Tabel 3 Logit Binomial Model Estimasi-Kinerja
Bisnis
Tabel 3 rincian koefisien yang
diperkirakan untuk tiga wilayah dan semua model logit daerah menganalisis
kinerja bisnis. Para Hosmer-Lemeshow uji statistik p value untuk Model 1 adalah
bermakna (p <0,05). Model ini menunjukkan cocok merata selama rentang data.
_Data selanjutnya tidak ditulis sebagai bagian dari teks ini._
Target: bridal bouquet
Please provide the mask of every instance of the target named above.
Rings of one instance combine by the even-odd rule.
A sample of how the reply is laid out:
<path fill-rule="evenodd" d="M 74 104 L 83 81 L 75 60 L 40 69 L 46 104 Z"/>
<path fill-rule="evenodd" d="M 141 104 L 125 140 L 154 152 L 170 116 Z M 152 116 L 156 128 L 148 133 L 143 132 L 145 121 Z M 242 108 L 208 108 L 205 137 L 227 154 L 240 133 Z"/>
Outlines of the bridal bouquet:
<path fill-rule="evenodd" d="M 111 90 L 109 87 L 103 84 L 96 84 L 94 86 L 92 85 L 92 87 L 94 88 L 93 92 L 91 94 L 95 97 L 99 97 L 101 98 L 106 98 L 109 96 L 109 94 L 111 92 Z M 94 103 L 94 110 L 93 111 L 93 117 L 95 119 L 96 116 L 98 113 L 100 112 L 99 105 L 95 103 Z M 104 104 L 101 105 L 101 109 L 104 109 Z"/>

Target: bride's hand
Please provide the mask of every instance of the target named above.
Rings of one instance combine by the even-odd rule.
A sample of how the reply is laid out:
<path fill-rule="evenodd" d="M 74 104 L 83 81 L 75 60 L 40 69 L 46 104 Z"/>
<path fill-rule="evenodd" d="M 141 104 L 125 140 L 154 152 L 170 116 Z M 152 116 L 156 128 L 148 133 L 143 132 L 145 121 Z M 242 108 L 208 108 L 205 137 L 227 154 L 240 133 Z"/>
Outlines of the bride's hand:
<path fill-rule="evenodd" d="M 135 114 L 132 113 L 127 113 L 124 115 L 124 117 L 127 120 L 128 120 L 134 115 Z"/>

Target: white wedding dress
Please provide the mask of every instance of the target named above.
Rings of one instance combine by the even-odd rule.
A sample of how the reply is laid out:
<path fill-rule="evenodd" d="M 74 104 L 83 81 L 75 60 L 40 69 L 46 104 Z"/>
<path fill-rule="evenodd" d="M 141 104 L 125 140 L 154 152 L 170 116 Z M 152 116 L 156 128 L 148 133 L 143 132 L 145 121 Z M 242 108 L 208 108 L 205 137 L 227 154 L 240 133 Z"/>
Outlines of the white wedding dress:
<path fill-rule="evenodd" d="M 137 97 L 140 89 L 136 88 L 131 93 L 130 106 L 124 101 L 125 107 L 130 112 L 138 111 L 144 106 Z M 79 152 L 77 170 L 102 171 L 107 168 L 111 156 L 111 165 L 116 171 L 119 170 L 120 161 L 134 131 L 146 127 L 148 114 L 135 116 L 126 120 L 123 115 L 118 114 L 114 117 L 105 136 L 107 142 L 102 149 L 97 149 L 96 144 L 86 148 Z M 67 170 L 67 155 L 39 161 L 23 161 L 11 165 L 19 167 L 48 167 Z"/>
Demikian juga, tabel klasifikasi menunjukkan bahwa distribusi nilai variabel
terikat adalah kemampuan dan bahkan model yang kuat. Analisis sensitivitas juga
menunjukkan persentase yang benar 81,7 persen atau 54,5-93,9 persen. Namun,
model 2, 3 dan 4 menunjukkan distribusi yang tidak merata dari nilai-nilai
variabel dependen dan semua variabel kelembagaan (variabel independen) tidak
signifikan. Oleh karena itu, dalam bagian ini kita tidak dapat menganalisis
Model 2, 3 dan 4 secara rinci
Tabel 3 dalam Model 1 menunjukkan
hasil untuk ukuran struktur insentif. Koefisien variabel insentif dalam Model 1
menunjukkan efek positif yang kuat pada kinerja bisnis dan secara statistik
signifikan. Oleh karena itu, kita dapat mengatakan bahwa insentif koefisien
yang positif dan signifikan, yang ditunjukkan lembaga perubahan otonomi daerah
berdasarkan variabel insentif dikaitkan dengan probabilitas peningkatan kinerja
bisnis yang sukses.
Tabel 3 juga menunjukkan pentingnya
variabel kelembagaan untuk kinerja bisnis. Koefisien indikator lain kelembagaan
di Model 1 menunjukkan hubungan negatif yang kuat antara kinerja bisnis yang
buruk dan variabel institusional seperti, lobi, konflik politik, kebijakan
ketidakpastian dan keamanan hak milik. Namun, semua indikator variabel
kelembagaan (variabel independen) tidak signifikan, kecuali variabel insentif.
Seperti yang diprediksi oleh teori bahwa ada hambatan kelembagaan untuk
melakukan bisnis di tiga sampel wilayah, terutama di era transisi.
Tidak ada komentar:
Posting Komentar
Catatan: Hanya anggota dari blog ini yang dapat mengirim komentar.